Most HNWIs prefer hybrid model in wealth services: survey
Nearly 40% said they are interested in attending physical investment seminars.
Despite the rise of digital tools in the financial sector, high-net-worth individuals (HNWIs) continue to value human interaction in wealth management services, according to a new survey by Futu Private Wealth Management.
The survey of over 560 emerging HNWIs in Hong Kong revealed that only 12% rely entirely on human advisors, and just 8% depend solely on technology platforms.
The remaining 80% expressed a clear preference for a hybrid approach that combines digital efficiency with professional advisory support.
The findings highlighted a growing expectation among HNW investors for platforms that provide not just autonomy, but also access to personalized advice.

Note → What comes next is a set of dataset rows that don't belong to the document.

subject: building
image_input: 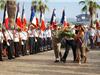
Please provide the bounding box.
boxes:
[76,14,90,24]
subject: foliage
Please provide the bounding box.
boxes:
[32,0,48,13]
[79,0,100,26]
[58,30,74,38]
[0,0,7,10]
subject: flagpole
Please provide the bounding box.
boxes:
[14,3,19,29]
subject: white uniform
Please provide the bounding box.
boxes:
[39,30,43,39]
[28,30,35,37]
[14,31,19,42]
[20,31,27,40]
[0,31,4,43]
[5,30,14,41]
[97,30,100,42]
[34,30,39,37]
[46,29,51,38]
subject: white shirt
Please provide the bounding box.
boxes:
[34,30,39,37]
[20,31,27,40]
[39,30,43,38]
[46,29,51,37]
[89,28,96,36]
[43,31,47,38]
[28,30,35,37]
[0,31,4,43]
[14,31,19,42]
[97,30,100,42]
[5,30,14,40]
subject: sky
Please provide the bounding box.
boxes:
[0,0,100,21]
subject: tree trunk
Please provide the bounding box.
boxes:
[90,15,93,27]
[7,0,16,28]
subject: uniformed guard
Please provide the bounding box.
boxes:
[39,30,43,51]
[4,29,14,60]
[0,28,4,61]
[34,29,39,53]
[28,25,35,54]
[14,29,20,57]
[20,30,28,56]
[46,27,52,50]
[61,25,77,63]
[52,27,62,62]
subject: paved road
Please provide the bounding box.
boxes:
[0,50,100,75]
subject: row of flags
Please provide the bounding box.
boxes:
[3,3,68,31]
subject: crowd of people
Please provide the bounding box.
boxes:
[0,25,100,64]
[0,25,52,61]
[52,25,100,64]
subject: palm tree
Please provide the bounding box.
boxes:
[0,0,16,28]
[7,0,16,28]
[0,0,6,10]
[79,0,100,26]
[32,0,48,13]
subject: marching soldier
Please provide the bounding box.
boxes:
[52,27,62,62]
[0,28,4,61]
[4,29,14,60]
[39,30,43,51]
[14,30,19,57]
[34,29,39,53]
[20,30,28,56]
[61,26,77,63]
[28,25,35,54]
[46,27,52,50]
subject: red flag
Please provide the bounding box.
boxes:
[96,20,100,28]
[36,17,39,28]
[3,5,9,29]
[16,3,22,29]
[16,12,22,29]
[61,10,68,27]
[40,13,46,31]
[50,9,56,29]
[22,6,27,28]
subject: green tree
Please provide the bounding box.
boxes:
[79,0,100,26]
[32,0,48,13]
[0,0,6,10]
[0,0,16,28]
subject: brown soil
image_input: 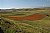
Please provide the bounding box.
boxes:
[8,14,46,20]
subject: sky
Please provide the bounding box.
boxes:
[0,0,50,8]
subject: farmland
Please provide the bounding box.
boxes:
[0,8,50,33]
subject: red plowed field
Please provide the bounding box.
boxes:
[7,14,46,20]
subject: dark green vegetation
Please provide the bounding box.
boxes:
[0,8,50,33]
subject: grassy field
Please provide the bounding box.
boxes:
[0,10,50,33]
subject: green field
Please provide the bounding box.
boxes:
[0,9,50,33]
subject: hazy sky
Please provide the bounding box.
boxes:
[0,0,50,8]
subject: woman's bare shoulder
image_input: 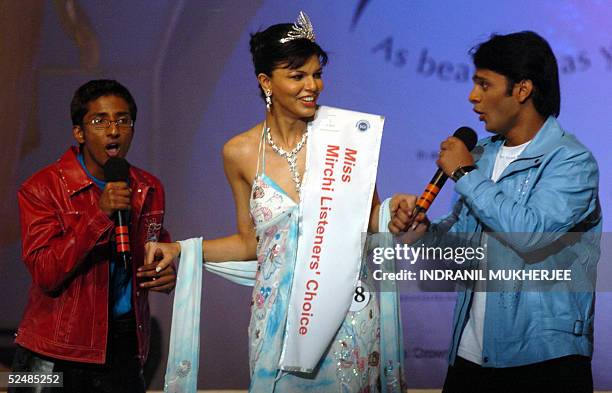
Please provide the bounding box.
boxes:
[223,124,261,164]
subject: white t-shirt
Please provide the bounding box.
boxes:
[457,141,531,365]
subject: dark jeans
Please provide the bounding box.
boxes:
[442,355,593,393]
[8,319,145,393]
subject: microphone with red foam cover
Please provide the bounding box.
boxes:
[104,157,132,267]
[412,127,478,217]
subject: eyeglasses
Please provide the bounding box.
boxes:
[86,117,134,131]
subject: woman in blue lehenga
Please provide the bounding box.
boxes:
[149,13,401,392]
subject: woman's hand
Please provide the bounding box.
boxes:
[143,242,181,277]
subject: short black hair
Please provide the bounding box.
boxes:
[70,79,138,127]
[249,23,328,97]
[470,31,561,118]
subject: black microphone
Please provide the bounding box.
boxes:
[104,157,132,269]
[412,127,478,217]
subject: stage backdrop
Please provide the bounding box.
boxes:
[0,0,612,389]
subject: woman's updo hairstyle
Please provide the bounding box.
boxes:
[249,23,327,97]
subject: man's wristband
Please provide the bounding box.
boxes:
[451,165,476,182]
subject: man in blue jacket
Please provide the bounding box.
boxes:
[390,31,601,393]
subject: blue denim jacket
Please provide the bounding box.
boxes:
[431,116,602,367]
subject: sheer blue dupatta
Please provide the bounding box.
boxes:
[368,198,405,393]
[164,237,257,393]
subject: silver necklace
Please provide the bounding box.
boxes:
[266,127,308,195]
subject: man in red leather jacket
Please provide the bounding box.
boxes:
[13,80,176,392]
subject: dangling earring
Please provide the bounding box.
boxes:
[265,90,272,112]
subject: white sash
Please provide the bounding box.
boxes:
[279,107,384,372]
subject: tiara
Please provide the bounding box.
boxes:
[280,11,315,44]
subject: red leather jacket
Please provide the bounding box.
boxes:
[15,147,170,364]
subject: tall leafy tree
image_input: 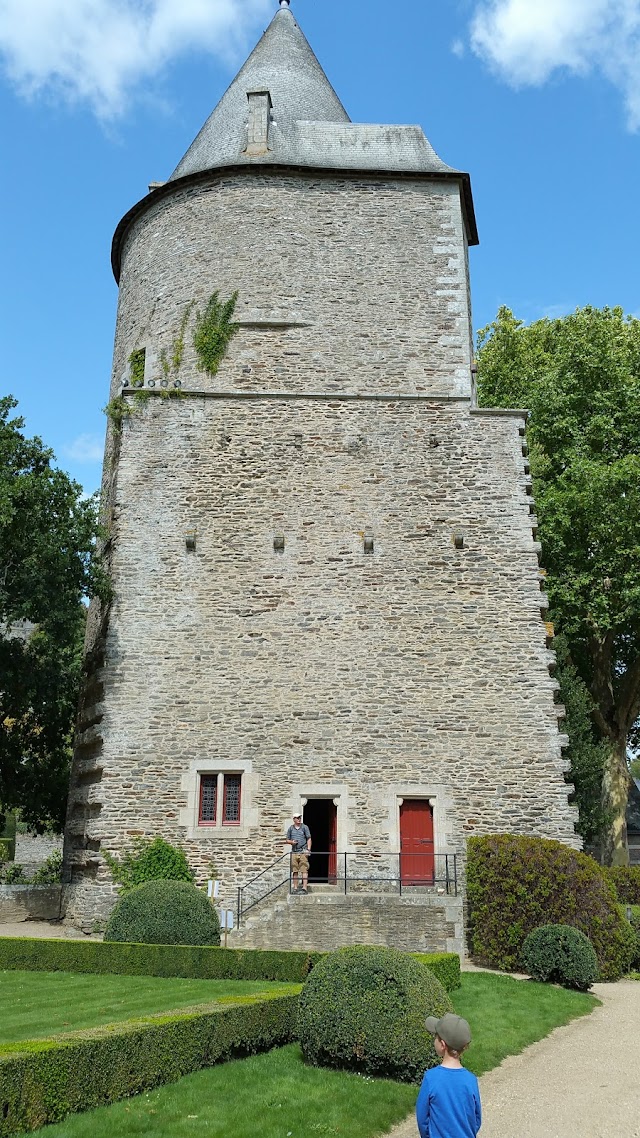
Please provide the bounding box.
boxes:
[478,307,640,865]
[0,396,106,828]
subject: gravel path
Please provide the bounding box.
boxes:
[382,980,640,1138]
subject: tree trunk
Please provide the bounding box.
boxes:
[601,735,629,865]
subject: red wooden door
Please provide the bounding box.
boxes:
[327,802,338,884]
[400,798,435,885]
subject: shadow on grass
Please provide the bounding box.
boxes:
[32,973,599,1138]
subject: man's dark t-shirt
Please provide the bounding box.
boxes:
[287,822,311,854]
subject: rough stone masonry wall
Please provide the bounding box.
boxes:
[112,172,471,395]
[229,894,465,956]
[66,172,579,922]
[63,396,576,924]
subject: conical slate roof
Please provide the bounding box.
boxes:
[112,0,478,281]
[170,7,454,182]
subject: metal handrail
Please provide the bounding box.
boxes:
[237,850,460,927]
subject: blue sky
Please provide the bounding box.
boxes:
[0,0,640,490]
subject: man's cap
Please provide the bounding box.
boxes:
[425,1012,471,1052]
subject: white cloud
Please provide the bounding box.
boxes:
[63,435,105,462]
[470,0,640,130]
[0,0,271,118]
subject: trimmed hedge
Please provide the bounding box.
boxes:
[411,953,461,992]
[0,996,298,1138]
[105,880,220,945]
[602,865,640,905]
[467,834,633,980]
[297,945,453,1082]
[0,937,460,990]
[522,925,598,992]
[631,905,640,971]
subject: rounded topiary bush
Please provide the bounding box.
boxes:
[467,834,634,980]
[297,946,452,1082]
[105,881,220,945]
[522,925,598,992]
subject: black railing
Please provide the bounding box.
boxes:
[237,850,460,927]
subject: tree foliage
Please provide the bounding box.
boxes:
[0,396,106,828]
[478,307,640,861]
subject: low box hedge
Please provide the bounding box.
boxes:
[0,937,322,983]
[0,996,298,1138]
[601,865,640,905]
[0,937,460,990]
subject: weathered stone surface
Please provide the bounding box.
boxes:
[0,885,61,937]
[66,126,580,942]
[229,893,463,954]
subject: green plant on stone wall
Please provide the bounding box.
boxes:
[2,861,28,885]
[31,850,63,885]
[104,400,131,434]
[159,300,195,380]
[105,838,194,893]
[129,348,146,387]
[194,292,239,376]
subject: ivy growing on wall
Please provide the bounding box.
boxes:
[194,291,239,376]
[159,300,195,379]
[129,348,146,387]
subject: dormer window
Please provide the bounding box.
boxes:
[245,91,273,158]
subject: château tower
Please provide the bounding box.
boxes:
[65,0,580,947]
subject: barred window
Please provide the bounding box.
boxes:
[198,775,218,826]
[222,775,243,826]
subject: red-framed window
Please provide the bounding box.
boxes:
[198,774,243,826]
[222,775,243,826]
[198,775,218,826]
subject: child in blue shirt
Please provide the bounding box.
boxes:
[416,1012,482,1138]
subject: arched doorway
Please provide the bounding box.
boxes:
[304,798,338,883]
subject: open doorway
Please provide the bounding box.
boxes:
[304,798,338,883]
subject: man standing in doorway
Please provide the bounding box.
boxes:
[286,814,311,893]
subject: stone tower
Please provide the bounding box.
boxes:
[66,0,580,923]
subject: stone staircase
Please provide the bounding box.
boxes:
[229,883,463,953]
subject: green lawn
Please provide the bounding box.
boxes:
[0,972,300,1044]
[31,973,597,1138]
[451,972,599,1075]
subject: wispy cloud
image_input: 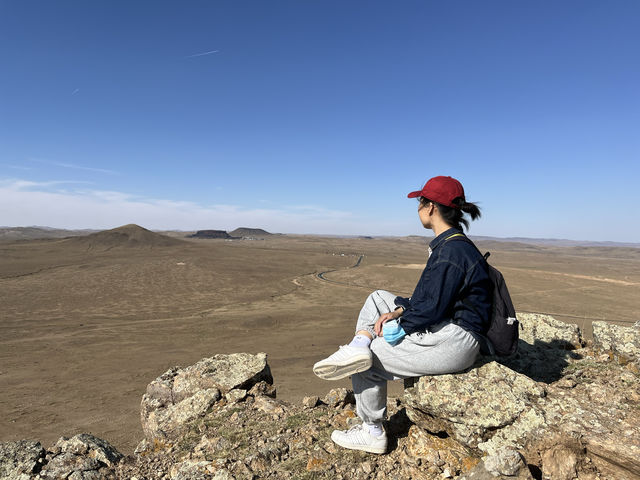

Whilst many respondents are comfortable using digital tools for day-to-day transactions, a significant number still seek in-person engagement: nearly 40% said they are interested in attending physical investment seminars, and 33% prefer face-to-face consultations when dealing with complex or high-value asset decisions.
The survey also found that 73% of respondents prioritize investment autonomy, with younger and ultra-high-net-worth individuals showing a stronger preference for self-directed digital platforms.
Meanwhile, 63% of those surveyed consider real-time portfolio visibility—including positions, profit and loss, and risk exposure—to be a critical feature.